Tuesday, March 15, 2011

Journal Entry for the Week of March 14 to March 18

During a particularly stressful time in our lives, or as a student approaching the final exam period, we have all experienced the intense desire to have someplace to escape to for a short period of time. Whether it is a cottage by the lake, a favourite book in a cozy corner of the library, or just the sanctuary of our dreams while we're sleeping, we've all felt the urge to leave the "real world" behind for a bit and abandon our senses. This experience was in many ways one of the founding principles of the Church of San Vitale in Ravenna, Italy. A beacon on the frontier borders of Byzantium, it was a classical attempt to implant a Greek heritage in the West; everything in the church was imported from foreign places: the marble, the colours, even the workers themselves. Certainly this alone created an atmosphere of mystique within the church, the almost overwhelming exposure to elements that were not a part of local life. But it was the artistic wonderland within the structure of the church itself that truly made this an escapist adventure. Everything in the church, from the stone and glass tesseraes to the vibrant frescoes adorning the walls, was meant to provide visitors with a surreal sense of mysticism. The images on the walls were a hazy middle ground between the earthly and divine worlds. Whether it was the images of Christ and his apostles, or similar images of an Emperor amongst his loyal servants, every element of the church was meant to convey an atmosphere physically and spiritually removed from the world outside the church doors.
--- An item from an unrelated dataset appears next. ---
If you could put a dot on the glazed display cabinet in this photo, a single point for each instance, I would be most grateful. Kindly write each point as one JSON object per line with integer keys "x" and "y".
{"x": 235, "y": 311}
What was particularly intriguing to me was the concept of the Emperor presenting himself as a divine being, one removed from but always watching over his people. Similar to the frescoes themselves, here again we had the ever blurring lines between humanity and divinity. They not only penetrated art, but also shaped a ruler's vision of what he saw himself representing; in this case, he was literally god's presence on earth. Modesty and humbleness aside, this slow progression away from humanity and towards divinity paralleled another important aspect of this time period: the experience of religion as an otherworldly phenomenon. Indeed, the frescoes in San Vitale were not of the human Christ performing miracles on earth or being tortured on the cross; they were images of him in the heavens, no longer a miraculous human being but a heavenly guardian far removed from simple human presence. It may have seemed like the natural course of things to present Christ in this new image, but it also spoke of an intentional effort on part of rulers to take the earthly, human elements out of religion. Whatever the positive or sinister implications of this phenomenon were, it was obvious that religion was shifting away from being a horizontal network to a more hierarchical structure. Indeed, by removing Christ from earth or presenting the emperor as god on earth, mere mortals in the Western world were no longer equal participants in religion; almost subliminally, they were slowly evolving to become subjects of religion, inheritors of a divine world that they could be taught but one they could no longer interpret for themselves. The mystical experience of being removed from the outside world within San Vitale was not limited just to the art or Italy itself. It penetrated the very core of western religious consciousness, a phenomenon that is hard to appreciate unless one looks at the church from the outside; steps back into the real world, so to speak.